For Hayes, the press reporting is symptomatic of a wider social malaise, which he finds indicated further through the “bullying” on Facebook, Twitter and elsewhere on the internet. He adds, “We have a great tradition of tolerance in this country. But it is only skin deep. Scratch the surface in our communities and something dark, ugly, menacing is lurks. It is fear.”
Hayes also writes “If he is charged, British Justice assures him of a fair trial”, yet the caricature of Jefferies that the media have built up will ensure that there cannot be a fair trail, should he be called to such. The coverage has already caused major concerns over the abuse of contempt of court laws, as Jefferies has already been made to look guilty by the press, for being different.
Within the criticism of the reporting of the Yeates case, the comparison has been drawn between the press smearing of Jefferies and the plight of the protagonist in Heinrich Böll’s novel The Lost Honour of Katharina Blum.  Böll’s novel is set in 1970s West Germany under the fear of  terrorism by the Red Army Faction, while today’s reporting comes under fear of paedophiles and religious extremists, as Hayes identifies.  Katharina Blum’s life and the most tenuous personal connections are probed and exploited for headlines in the tabloid newspaper featured in Böll’s novel, while in 2010 and 2011 reporters travel to Bristol  to speak to neighbours and track down former pupils of Jefferies; their prejudices of the suspect, supposedly innocent until proven guilty, become newsworthy fact.  At the time of writing, we don’t know what role – if any – Jefferies played in the murder of Jo Yeates, but in Böll’s novel Katharina is found to be innocent; she and the man she had just met had no connection with the bank robbery the police were investigating. The point of Böll’s novel is not only to demonstrate the violence and corruption fueled by social fear and paranoia, nor only to demonstrate the contempt or hypocrisy of the media in its quest for headlines to satisfy the bottom line. Böll’s novel (as well as Volker Schlöndorff and Magharethe von Trotta’s vivid film adaptation of the novel, which Böll was involved in), demonstrates the destruction of a life  – Blum’s – through the hounding of the media, the complicity of the police and the resulting public mob reaction she experiences.
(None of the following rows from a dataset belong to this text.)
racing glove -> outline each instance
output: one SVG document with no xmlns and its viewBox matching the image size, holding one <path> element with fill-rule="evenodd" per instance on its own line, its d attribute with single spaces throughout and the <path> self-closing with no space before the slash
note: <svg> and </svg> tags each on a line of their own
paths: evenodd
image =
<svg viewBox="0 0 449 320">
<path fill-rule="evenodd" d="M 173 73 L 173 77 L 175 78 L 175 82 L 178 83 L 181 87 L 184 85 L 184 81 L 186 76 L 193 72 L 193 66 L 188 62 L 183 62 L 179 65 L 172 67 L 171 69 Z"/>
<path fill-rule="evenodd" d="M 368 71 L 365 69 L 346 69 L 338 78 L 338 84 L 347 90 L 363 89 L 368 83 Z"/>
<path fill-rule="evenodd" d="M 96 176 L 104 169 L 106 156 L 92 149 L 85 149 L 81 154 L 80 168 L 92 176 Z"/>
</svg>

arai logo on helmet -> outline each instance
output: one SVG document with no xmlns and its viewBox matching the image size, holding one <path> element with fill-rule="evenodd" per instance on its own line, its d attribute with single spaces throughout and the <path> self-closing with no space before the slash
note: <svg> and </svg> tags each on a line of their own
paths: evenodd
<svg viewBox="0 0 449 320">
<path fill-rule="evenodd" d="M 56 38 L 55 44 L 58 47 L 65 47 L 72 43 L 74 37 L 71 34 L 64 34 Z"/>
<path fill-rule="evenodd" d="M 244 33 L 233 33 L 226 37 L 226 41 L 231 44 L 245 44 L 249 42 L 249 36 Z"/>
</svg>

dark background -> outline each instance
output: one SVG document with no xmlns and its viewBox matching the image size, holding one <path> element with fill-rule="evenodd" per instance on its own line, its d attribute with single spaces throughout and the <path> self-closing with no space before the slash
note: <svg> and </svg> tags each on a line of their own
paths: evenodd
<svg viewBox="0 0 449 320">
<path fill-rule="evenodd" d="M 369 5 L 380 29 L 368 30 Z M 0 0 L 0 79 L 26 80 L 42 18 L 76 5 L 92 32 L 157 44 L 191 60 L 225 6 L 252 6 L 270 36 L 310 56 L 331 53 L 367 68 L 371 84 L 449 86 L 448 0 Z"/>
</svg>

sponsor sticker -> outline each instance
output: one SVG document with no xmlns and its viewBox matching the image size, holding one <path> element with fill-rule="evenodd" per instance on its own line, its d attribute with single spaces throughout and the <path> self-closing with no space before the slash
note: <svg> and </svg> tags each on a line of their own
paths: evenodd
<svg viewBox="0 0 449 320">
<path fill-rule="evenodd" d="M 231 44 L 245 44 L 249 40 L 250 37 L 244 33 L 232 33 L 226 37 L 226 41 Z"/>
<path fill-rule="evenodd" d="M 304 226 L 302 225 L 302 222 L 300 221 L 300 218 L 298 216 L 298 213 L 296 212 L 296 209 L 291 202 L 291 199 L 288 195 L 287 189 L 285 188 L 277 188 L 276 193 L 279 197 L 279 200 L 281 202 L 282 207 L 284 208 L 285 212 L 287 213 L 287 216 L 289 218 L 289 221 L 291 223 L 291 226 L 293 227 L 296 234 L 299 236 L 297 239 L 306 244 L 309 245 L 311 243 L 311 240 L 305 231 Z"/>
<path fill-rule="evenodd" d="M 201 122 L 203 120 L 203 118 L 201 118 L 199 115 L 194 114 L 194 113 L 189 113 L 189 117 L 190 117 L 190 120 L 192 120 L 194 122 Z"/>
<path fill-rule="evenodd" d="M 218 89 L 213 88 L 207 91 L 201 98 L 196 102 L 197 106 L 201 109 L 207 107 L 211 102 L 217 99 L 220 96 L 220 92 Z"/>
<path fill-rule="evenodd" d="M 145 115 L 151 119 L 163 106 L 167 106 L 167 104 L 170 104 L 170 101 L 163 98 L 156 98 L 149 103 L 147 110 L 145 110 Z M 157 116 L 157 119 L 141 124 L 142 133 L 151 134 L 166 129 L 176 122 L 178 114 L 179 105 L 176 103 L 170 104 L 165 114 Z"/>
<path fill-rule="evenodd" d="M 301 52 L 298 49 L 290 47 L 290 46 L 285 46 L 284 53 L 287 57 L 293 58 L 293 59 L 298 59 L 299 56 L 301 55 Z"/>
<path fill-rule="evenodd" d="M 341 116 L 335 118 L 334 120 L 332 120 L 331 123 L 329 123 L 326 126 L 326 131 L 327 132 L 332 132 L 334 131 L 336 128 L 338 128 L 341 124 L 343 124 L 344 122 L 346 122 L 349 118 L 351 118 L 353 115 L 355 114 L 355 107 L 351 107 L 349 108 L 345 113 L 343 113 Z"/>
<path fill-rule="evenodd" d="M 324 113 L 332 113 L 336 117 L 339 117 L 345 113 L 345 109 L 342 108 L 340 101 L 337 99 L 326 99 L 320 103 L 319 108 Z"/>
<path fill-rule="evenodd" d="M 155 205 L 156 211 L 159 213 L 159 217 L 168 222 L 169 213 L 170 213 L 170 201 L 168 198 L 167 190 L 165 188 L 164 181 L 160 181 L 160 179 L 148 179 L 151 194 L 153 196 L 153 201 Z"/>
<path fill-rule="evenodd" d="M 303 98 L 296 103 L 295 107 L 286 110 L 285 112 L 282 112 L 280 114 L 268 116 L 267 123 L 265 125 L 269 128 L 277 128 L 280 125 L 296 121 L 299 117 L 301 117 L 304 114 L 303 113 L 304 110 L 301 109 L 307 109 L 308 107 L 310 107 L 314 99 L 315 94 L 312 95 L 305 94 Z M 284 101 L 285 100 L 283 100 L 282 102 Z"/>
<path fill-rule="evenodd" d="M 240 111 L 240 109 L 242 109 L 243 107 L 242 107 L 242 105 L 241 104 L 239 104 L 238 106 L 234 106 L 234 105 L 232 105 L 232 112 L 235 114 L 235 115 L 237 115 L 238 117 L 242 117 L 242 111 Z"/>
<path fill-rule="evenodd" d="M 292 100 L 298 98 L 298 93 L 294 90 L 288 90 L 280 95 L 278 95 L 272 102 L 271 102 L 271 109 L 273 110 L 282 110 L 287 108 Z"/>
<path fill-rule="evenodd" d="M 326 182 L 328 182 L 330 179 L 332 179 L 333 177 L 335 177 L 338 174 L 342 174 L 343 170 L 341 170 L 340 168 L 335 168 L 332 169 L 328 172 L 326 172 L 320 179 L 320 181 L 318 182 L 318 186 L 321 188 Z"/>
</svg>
Böll’s novel was written before the age of the internet, and Grieve and Hayes indicate of a new challenge to fair reporting and protecting those suspected of crime or awaiting trial. Grieve said
Newspapers are under a legal obligation, indeed all media is under a legal obligation, in fact everybody who puts something on the internet is under a legal obligation, to observe the principles of the Contempt of Court Act.
If any internet user, be it a blogger or a user of a social networking or microblogging site, is obliged to follow the law in the Contempt of Court Act, how should bad or unfair reporting be challenged? How much room is there to repeat unfair remarks, as presented above? Who is held to account when a certain view is repeated or relayed by a large group of people (such as through the recent #IAmSpartacus Twitter Joke Trial hashtag)? How will the competition between print media, broadcast media and the internet (amid the now-perennial worries about the death of newspapers) affect the way crimes are reported?  The law around contempt of court not only needs to be clarified, but good practice needs to be agreed, demonstrated and promoted.